I am building a new house in a rural area and it looks like they are going to make us put in a holding tank due to our high
water table (which is common in our area). In the spring the water table is 6" to 1' from the surface. Now, it seems ridiculous and extremely expensive to have a giant pumping truck come every few weeks to haul away several thousand gallons of mostly water, rather than processing on site. My thought is, if I could limit the holding tank to black water and deal with the grey water separately that would greatly reduce the frequency of holding tank pumping.

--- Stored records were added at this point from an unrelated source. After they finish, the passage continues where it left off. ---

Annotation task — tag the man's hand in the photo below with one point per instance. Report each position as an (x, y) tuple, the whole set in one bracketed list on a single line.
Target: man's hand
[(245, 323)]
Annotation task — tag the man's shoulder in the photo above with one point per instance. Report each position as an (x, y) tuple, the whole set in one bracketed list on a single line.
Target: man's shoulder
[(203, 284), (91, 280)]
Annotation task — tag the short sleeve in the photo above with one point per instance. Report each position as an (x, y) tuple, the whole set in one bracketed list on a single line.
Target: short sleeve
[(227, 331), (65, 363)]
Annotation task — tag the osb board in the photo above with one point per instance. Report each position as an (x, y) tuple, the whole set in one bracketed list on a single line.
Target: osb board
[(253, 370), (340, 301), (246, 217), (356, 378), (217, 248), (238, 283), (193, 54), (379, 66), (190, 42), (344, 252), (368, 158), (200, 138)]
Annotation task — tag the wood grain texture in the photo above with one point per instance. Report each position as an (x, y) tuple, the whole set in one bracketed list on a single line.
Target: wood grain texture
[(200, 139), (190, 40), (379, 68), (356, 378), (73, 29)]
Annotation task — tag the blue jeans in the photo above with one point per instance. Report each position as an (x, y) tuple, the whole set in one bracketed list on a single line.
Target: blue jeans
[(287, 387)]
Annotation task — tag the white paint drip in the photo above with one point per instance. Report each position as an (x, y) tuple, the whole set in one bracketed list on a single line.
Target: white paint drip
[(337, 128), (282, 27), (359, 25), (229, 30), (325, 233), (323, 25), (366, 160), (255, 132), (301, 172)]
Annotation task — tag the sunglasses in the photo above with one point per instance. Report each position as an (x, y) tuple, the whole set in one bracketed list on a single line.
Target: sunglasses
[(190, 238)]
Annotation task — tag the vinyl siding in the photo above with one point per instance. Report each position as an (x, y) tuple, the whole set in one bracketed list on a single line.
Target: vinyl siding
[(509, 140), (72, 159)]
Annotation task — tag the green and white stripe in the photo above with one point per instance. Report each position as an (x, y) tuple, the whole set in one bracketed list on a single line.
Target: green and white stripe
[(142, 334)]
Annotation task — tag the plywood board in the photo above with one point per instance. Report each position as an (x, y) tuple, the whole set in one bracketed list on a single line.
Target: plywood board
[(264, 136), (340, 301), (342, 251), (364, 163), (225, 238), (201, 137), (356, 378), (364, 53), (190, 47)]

I'm trying to figure out what the best way would be to do this. Our big constraints are that we live in a very cold climate (the average high stays below freezing for over 3 months of the year) and of
course the high water table. I've been reading about grey water and it seems like many of the grey water systems for freezing climates deal with the effluent in a similar manner to a conventional septic, with a leach field, which is problematic because a leach field below the frost line would be below the water table for much of the year.
But certain techniques, like the constructed wetland, I'm not sure if it will work because of the freezing temperatures? The plants would not be active for half the year.
One constraint we
don't have, which many people looking to do grey water do, is that we have no need to
reuse the grey water for irrigation, as our problem is not having
enough water, it is having too much.
Does anyone have any ideas for me to look into? Thanks.